The current federal 90/10 rule is a provision in the law that bars for-profit colleges and universities from deriving more than 90% of their revenue from the U.S. Department of Education’s federal student aid programs. The other 10% needs to come from sources other than the federal government. The purpose of this rule is to ensure that schools are not counting on taxpayer dollars to be their sole source of revenue.
Because of the way the legislation was written, veterans’ and active duty service members’ federal student aid – such as G.I. bill benefits and the Department of Defense’s tuition assistance funds – does not currently count toward the 90%. As a result, for-profit educational institutions have been aggressively recruiting and enrolling veterans, service members and their families to their programs as a way to comply with the 90/10 rule.
The POST Act would re-instate the original ratio of 85/15—which was only loosened to 90/10 in 1998—and change the definition of what counts as federal revenue so that it includes all federal funds. This new definition would eliminate the powerful incentive for-profit schools to aggressively recruit service members and veterans and ensure that all schools are complying with the law as it was intended.
Additionally, the Cohen-Jones POST Act would:
- Increase penalties for noncompliance with the new 85/15 rule – Under the legislation, for-profit colleges would lose eligibility to participate in federal student aid programs after one year of noncompliance with the new rule (currently, for-profit colleges must be noncompliant for two years before they lose eligibility).

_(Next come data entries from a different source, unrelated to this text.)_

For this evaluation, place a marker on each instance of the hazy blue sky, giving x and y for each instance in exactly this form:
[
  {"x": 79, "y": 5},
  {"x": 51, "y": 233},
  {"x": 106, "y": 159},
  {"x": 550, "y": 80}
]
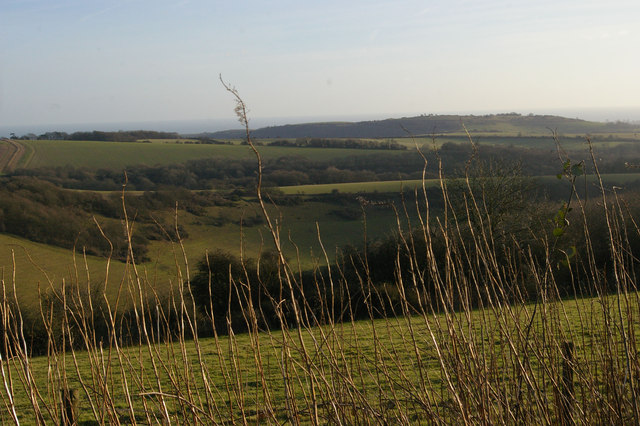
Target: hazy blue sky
[{"x": 75, "y": 61}]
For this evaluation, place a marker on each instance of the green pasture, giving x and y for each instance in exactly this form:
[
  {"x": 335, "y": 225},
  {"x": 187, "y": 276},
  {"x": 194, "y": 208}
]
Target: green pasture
[
  {"x": 118, "y": 155},
  {"x": 385, "y": 360},
  {"x": 38, "y": 264},
  {"x": 396, "y": 186},
  {"x": 392, "y": 186}
]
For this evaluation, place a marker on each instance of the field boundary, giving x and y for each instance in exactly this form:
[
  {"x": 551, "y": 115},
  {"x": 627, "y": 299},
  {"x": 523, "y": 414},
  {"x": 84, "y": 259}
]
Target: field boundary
[{"x": 11, "y": 152}]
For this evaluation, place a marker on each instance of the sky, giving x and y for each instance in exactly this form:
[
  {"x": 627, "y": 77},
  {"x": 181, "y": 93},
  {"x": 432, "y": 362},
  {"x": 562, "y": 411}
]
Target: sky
[{"x": 95, "y": 61}]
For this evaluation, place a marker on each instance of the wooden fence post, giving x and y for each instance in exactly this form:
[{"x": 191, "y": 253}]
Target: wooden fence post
[
  {"x": 567, "y": 397},
  {"x": 69, "y": 409}
]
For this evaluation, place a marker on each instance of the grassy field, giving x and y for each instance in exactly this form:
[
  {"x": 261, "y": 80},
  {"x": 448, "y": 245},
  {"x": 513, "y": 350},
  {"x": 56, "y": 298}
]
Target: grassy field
[
  {"x": 410, "y": 370},
  {"x": 118, "y": 155},
  {"x": 409, "y": 185},
  {"x": 36, "y": 263}
]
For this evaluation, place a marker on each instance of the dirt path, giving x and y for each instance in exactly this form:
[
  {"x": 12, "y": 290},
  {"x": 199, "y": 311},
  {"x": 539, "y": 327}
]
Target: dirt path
[{"x": 10, "y": 154}]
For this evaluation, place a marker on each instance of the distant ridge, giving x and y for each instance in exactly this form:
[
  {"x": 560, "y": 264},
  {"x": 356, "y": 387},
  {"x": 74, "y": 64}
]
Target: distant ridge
[{"x": 508, "y": 123}]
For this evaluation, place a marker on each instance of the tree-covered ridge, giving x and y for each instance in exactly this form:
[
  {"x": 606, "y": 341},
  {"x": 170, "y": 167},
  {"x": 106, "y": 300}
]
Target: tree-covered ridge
[{"x": 435, "y": 124}]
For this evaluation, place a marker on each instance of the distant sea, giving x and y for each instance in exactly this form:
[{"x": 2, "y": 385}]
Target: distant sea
[{"x": 213, "y": 125}]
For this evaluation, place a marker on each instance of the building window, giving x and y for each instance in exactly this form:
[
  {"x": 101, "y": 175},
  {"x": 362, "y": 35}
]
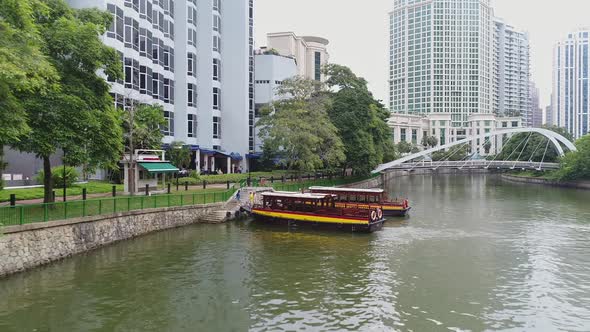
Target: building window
[
  {"x": 192, "y": 95},
  {"x": 216, "y": 98},
  {"x": 192, "y": 125},
  {"x": 216, "y": 127},
  {"x": 116, "y": 30},
  {"x": 216, "y": 69},
  {"x": 217, "y": 23},
  {"x": 145, "y": 80},
  {"x": 318, "y": 66},
  {"x": 217, "y": 44},
  {"x": 192, "y": 64},
  {"x": 168, "y": 129},
  {"x": 192, "y": 15},
  {"x": 192, "y": 37}
]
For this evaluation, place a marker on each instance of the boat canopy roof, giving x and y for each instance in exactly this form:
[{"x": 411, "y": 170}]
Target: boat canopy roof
[
  {"x": 291, "y": 195},
  {"x": 346, "y": 190}
]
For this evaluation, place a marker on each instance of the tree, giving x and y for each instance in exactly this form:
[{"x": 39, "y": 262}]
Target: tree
[
  {"x": 142, "y": 131},
  {"x": 360, "y": 118},
  {"x": 179, "y": 154},
  {"x": 576, "y": 165},
  {"x": 429, "y": 141},
  {"x": 404, "y": 147},
  {"x": 76, "y": 115},
  {"x": 297, "y": 128}
]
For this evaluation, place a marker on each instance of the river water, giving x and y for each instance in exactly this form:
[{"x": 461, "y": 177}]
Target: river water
[{"x": 476, "y": 254}]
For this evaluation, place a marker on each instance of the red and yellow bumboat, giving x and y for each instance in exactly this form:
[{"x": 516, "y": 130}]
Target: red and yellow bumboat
[
  {"x": 316, "y": 209},
  {"x": 366, "y": 199}
]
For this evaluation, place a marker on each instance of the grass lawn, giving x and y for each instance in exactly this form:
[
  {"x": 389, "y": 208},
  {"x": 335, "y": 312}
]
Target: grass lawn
[{"x": 93, "y": 187}]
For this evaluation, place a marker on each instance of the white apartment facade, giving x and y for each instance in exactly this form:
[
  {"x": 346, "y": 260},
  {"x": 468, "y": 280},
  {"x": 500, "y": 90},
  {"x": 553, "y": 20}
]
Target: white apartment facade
[
  {"x": 196, "y": 59},
  {"x": 309, "y": 52},
  {"x": 441, "y": 58},
  {"x": 512, "y": 93},
  {"x": 412, "y": 128},
  {"x": 571, "y": 71}
]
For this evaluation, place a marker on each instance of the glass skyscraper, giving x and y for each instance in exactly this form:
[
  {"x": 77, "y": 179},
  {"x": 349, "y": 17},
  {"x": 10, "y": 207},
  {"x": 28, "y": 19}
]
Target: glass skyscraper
[
  {"x": 441, "y": 58},
  {"x": 570, "y": 83}
]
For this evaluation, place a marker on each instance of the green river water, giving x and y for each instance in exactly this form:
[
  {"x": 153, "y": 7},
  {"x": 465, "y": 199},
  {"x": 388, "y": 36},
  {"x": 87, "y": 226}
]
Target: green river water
[{"x": 476, "y": 254}]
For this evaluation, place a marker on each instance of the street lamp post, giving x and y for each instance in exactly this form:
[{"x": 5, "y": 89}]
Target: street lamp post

- Eliminate accounting tricks that inflate non-federal funding sources – Currently, for-profit colleges that issue private loans directly to students are allowed to calculate a large portion as revenue for the purposes of 90/10 rule compliance before any of the loan is paid back. This accounting trick has led to for-profit colleges issuing private loans to students with little expectation of that loan being paid back. Today’s legislation would only allow actual payments that students make to be counted as revenue.